Is There Momentum in Chess?

Gödel’s Lost Letter and P=NP 2018-03-28

And if so, what units does it have?

Cropped from source

Fabiano Caruana has just won the 2018 chess Candidates Tournament. This earns him the right to challenge Magnus Carlsen for the world championship next November in London. A devastating loss on Saturday to the previous challenger, Sergey Karjakin, had seemed to presage a repeat of his last-round failure in the 2016 Candidates. But Caruana reversed the mojo completely with powerful victories in Monday’s and Tuesday’s last two rounds to win the tournament by a full point.

Today we congratulate Caruana on the triumph and hail the first time an American will challenge for the world championship since Bobby Fischer in 1972. And we ask, is there really such a thing as being “in” or “out of” form in chess and similar pursuits?

Summer 2014 saw Caruana pull a stunning streak that put him in a pantheon with Fischer and the past champions Mikhail Tal and José Capablanca. Following a stunning 1.5 point margin of victory in the elite Dortmund Sparkassen event in only 7 rounds, he rattled off 7 straight wins in what remains the highest-rated tournament in history, the 2014 Sinquefield Cup in St. Louis. The streak included a win over Carlsen, and he had Carlsen dead-to-rights again before allowing a draw which stopped it. His performance rating for the fortnight was over 3100, high above Carlsen’s regular rating of 2877 and his own 2801, while I measured the intrinsic quality of Caruana’s moves at “only” 2995 during the win streak and 2925 overall.
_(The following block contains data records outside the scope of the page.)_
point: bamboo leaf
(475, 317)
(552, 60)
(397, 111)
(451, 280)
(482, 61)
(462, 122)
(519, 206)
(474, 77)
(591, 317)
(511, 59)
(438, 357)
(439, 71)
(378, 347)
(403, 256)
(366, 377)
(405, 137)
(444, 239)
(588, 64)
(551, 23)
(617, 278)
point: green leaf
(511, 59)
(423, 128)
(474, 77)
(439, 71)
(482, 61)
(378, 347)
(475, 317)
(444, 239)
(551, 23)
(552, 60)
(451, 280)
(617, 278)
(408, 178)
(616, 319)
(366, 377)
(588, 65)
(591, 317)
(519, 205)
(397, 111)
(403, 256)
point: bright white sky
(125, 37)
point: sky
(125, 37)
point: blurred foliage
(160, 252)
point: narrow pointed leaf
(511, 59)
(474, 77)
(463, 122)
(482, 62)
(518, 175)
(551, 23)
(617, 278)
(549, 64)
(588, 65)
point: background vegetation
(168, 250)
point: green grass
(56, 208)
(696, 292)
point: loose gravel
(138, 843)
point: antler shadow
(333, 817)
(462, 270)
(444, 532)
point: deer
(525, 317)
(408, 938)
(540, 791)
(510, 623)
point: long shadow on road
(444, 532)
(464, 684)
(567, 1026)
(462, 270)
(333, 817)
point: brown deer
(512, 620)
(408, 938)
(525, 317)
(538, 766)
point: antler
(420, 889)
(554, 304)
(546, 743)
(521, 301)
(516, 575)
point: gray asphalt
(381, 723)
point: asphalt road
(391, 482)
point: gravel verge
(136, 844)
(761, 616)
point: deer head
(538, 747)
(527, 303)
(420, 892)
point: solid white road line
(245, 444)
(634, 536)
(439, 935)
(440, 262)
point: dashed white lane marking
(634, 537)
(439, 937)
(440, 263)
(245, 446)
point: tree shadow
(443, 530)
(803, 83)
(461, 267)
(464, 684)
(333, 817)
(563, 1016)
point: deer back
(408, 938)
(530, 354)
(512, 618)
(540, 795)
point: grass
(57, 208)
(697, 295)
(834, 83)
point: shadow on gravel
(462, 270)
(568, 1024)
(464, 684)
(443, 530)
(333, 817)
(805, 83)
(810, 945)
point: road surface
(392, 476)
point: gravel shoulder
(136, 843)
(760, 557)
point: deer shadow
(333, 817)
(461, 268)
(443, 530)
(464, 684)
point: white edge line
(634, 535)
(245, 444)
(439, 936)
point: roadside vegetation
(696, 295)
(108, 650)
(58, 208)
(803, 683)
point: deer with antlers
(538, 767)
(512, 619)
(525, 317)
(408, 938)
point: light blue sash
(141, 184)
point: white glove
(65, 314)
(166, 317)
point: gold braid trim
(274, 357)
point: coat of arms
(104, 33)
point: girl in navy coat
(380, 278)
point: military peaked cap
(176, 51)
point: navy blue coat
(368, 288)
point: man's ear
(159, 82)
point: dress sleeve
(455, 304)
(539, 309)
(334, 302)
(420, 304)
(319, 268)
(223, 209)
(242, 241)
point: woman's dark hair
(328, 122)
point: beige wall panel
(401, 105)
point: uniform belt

Caruana had had a head of steam coming in to the 2016 Candidates from a strong tied-2nd behind Carlsen in the January 2016 Tata Steel annual classic in Wijk aan Zee, Netherlands. In the 2016 Candidates, he had been tied for the lead before losing to Karjakin in the last round. By contrast his run-up to the 2018 Candidates was listless. A roundup of predictions at Dennis Monokroussos’s blog The Chess Mind included the opinion:

“…Caruana seems to be off form, given his rather dismal performance at Wijk aan Zee.”

But what is “form” anyway? Does it exist? That is our subject.

Hot and Cold

Players and teams have been said to “have momentum” for decades. Belief that human competitors innately run “hot” and “cold” is endemic. Only in recent decades have there been attempts to measure such attributes or tell whether they exist at all.

We have covered the “hot hand” question in basketball and there was further controversy a year ago. The arguments turn on whether the distributions of performance outcomes are statistically indistinguishable from distributions with identifiably `random’ causes. A fair coin cannot “be hot” and dice players say “the dice were hot” only in retrospect of streaks that enabled them to win.

However, being off form is certainly real when one is ill or otherwise distracted. Is there an obverse? Can one be “super well” (leaving aside performance-enhancing drugs)? Is being “in the groove” prompted by physiological conditions, ones that self-reinforce?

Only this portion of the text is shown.